[Klaud Cold] Add minimaxm3-fp4-mi355x-atom by indianspeedster · Pull Request #1812 · SemiAnalysisAI/InferenceX

indianspeedster · 2026-06-17T19:20:10Z

Summary

Adds the minimaxm3-fp4-mi355x-atom config — MiniMax-M3 MXFP4 (amd/MiniMax-M3-MXFP4) on MI355X, single-node atom engine — for the 1k/1k and 8k/1k fixed-seq-len cells, TP4.
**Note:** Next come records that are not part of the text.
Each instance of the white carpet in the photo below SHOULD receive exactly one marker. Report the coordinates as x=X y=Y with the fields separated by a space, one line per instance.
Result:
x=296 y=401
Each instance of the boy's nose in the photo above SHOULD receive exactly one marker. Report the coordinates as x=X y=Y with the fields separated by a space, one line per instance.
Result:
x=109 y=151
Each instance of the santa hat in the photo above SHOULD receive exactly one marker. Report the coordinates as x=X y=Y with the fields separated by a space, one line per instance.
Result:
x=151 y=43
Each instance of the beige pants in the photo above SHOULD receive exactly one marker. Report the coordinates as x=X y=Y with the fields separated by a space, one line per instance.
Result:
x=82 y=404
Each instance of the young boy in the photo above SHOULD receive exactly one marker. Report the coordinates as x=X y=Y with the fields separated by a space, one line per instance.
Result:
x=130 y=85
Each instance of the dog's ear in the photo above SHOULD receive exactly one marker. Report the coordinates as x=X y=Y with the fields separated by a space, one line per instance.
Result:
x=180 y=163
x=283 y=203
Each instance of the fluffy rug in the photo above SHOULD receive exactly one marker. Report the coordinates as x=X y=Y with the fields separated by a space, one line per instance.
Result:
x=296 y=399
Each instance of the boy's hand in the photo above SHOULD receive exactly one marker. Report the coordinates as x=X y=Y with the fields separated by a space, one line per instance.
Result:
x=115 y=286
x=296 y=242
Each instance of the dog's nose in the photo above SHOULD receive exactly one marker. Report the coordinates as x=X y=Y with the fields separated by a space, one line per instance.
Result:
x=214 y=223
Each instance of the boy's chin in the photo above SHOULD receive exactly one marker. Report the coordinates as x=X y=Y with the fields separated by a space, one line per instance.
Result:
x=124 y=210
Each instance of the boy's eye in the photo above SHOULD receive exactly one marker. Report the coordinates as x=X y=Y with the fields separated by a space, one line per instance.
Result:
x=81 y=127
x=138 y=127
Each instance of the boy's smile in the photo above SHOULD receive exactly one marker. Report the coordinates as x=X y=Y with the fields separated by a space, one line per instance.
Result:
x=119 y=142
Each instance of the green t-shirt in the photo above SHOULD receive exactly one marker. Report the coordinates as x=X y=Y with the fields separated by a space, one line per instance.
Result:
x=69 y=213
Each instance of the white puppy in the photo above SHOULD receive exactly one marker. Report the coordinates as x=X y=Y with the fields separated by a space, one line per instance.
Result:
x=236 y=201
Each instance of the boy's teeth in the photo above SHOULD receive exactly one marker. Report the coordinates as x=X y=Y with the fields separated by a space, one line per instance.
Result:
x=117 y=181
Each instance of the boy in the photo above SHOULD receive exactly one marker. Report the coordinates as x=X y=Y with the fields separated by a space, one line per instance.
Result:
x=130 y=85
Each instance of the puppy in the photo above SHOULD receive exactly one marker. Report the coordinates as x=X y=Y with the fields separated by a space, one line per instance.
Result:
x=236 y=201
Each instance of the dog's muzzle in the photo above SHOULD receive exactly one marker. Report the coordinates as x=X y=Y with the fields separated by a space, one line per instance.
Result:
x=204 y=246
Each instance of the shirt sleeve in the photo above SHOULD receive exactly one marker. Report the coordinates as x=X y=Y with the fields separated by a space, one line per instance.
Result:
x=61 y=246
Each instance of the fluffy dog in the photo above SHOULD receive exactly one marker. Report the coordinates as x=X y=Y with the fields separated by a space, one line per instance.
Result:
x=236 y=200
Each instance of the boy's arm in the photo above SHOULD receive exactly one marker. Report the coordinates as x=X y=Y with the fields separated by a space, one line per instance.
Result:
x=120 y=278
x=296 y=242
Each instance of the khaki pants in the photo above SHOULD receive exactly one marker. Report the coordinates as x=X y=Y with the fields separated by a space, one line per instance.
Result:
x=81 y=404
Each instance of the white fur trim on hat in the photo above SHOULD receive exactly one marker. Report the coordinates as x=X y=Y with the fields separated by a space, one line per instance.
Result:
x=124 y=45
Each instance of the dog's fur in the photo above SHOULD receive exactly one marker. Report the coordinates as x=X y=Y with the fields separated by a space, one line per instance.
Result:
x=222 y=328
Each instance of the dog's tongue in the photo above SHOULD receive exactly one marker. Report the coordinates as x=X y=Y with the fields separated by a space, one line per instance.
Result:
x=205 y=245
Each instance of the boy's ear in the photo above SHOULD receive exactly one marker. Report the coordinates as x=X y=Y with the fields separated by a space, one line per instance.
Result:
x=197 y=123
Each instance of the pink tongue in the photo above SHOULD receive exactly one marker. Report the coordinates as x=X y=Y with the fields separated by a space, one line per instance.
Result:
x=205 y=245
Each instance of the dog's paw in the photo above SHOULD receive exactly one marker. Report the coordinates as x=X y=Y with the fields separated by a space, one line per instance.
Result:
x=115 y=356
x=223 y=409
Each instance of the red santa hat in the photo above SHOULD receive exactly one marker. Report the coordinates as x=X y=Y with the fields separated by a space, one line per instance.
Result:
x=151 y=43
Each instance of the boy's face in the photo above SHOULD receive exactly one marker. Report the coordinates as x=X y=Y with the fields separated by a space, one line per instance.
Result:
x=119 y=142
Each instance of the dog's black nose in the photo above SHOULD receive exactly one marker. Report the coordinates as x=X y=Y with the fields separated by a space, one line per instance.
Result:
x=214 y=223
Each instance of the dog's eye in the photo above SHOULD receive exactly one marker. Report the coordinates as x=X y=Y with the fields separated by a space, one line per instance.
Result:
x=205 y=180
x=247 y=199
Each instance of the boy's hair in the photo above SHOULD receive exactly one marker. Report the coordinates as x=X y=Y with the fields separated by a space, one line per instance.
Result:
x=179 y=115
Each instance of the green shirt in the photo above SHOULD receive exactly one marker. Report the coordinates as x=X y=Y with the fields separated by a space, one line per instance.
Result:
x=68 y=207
Follows the ROCm/ATOM MiniMax-M3 recipe (FP4 on 4×MI355 section).

.github/configs/amd-master.yaml: new config entry + search space (TP4, conc 1→128, image rocm/atom-dev:M3).
benchmarks/single_node/fixed_seq_len/minimaxm3_fp4_mi355x_atom.sh: atom serve script — --block-size 128 (mandatory for MiniMax MSA), --gpu-memory-utilization 0.8, --trust-remote-code. KV cache left at the default dtype: this MXFP4 checkpoint ships no calibrated FP8 KV scales, so --kv_cache_dtype fp8 asserts (k_scale is None) in the MSA fused_qknorm kernel during init.
runners/launch_mi355x-amds.sh: route amd/MiniMax-M3* weights to the NFS cache (alongside the existing MiniMaxAI/MiniMax-M3* rule).
perf-changelog entry.

Validation

generate_sweep_configs.py test-config → 16 configs: minimaxm3_1k1k and minimaxm3_8k1k, each TP4 at conc {1,2,4,8,16,32,64,128}; max-model-len = 2304 (1k1k) / 9472 (8k1k); framework atom.
Smoke-tested on real MI355X hardware (TP4 / conc-1 / 1k1k): atom server came up across 4 ranks, served, and the benchmark wrote a well-formed result JSON.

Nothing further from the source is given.